Culpar a quien no tiene
La existencia de determinadas coberturas sociales se entiende cada vez menos como la manera de ajustar el resultado de la competición por las posiciones (si la palabra ajustar se pudiera usar a la vez en sentido literal, para hablar de sintonizar las cosas de manera que se eviten discrepancias, y en sentido figurado, como hacer justo). Ya no es la manera de compensar a aquellas personas cuyos merecimientos no han resultado competitivos. Ha pasado a ser, para determinadas urdimbres discursivas, una cuestión de no merecimiento a secas. No prestan atención al hecho de que cada vez son menos los que detentan el podio y más los que no alcanzan posiciones mínimamente estables. Dan por sentado que es algo natural que esos que son más, muchos más, acepten y acaten las reglas y arbitrajes que permiten que sean los menos (y los mismos) los que acceden a los podios. Cada persona es responsable de su propia situación. Y, si esto es así, ¿por qué proteger a quienes no han merecido más en la carrera por la posición social y económica? ¿Por qué redistribuir lo que yo y mis iguales hemos logrado? Una manera de camuflar lo brusco que resulta desentenderse fiscalmente de los demás en estos términos es hacerlos pasar por culpables. No es que no tengan las capacidades requeridas, tampoco que no se hayan esforzado lo suficiente. Es que, moralmente hablando, son peores personas. Para que no merezcan la protección pública, nada mejor que convertirlas en culpables. ¿De qué? De defraudar, de cobrar ayudas indebidamente, de gastarse el dinero de las ayudas en tabletas de última generación, de colapsar los servicios que pagamos usted y yo… En esto consiste la criminalización de la pobreza. En cuestionar desde las posiciones privilegiadas la acción pública que busca limitar los efectos más duros del modo en que están tejidas las relaciones sociales y económicas propias (y plenamente aceptadas) de nuestras sociedades. Se trata de un discurso que alimenta la desafección fiscal y vuelve asociales a las políticas públicas. Que socava las bases morales de la redistribución y la protección. Que piensa que es natural que los más numerosos tengan menos. Y que quienes tienen menos algo habrán hecho, algo sospechoso. La cosa tiene delito.

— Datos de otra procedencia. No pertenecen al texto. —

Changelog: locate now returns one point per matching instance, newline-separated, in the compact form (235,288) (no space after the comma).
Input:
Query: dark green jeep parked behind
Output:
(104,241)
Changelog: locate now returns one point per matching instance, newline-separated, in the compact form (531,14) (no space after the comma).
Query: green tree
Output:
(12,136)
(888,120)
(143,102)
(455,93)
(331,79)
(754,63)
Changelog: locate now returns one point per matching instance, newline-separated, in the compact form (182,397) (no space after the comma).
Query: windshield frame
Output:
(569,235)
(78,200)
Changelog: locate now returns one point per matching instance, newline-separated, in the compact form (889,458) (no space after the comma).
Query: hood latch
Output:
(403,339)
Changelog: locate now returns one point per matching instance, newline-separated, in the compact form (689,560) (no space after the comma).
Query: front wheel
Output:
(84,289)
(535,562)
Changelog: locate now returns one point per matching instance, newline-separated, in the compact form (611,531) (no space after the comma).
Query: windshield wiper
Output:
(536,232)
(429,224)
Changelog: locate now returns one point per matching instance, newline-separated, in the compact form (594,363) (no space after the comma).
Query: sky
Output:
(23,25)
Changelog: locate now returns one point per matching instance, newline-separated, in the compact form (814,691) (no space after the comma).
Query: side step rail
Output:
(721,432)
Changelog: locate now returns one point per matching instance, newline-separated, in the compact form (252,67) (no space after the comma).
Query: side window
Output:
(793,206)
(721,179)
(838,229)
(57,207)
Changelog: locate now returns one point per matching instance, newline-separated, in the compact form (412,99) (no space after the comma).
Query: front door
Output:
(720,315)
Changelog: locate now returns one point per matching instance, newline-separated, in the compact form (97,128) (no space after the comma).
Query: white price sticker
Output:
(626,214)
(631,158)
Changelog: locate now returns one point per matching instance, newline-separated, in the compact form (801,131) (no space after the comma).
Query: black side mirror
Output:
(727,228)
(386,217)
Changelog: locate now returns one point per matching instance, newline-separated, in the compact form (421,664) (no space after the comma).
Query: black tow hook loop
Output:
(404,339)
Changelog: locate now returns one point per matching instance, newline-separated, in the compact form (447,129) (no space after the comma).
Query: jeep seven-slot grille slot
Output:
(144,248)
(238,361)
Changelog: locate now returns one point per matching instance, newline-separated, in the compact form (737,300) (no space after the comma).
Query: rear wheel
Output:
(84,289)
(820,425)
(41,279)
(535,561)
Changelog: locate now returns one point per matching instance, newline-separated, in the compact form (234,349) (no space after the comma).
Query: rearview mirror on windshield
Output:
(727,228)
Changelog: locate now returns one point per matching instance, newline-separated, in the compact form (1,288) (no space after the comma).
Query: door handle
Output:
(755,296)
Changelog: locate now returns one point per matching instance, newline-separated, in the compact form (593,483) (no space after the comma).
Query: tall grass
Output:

1 El País, 11 de octubre de 2013: http://economia.elpais.com/economia/2013/10/11/actualidad/1381502054_976152.html
2 El Mundo, 27 de noviembre de 2012: http://www.elmundo.es/elmundo/2012/11/26/valencia/1353957854.html
3 Dubet, François (2012). Repensar la justicia social. Contra el mito de la igualdad de oportunidades. Buenos Aires, Siglo XXI.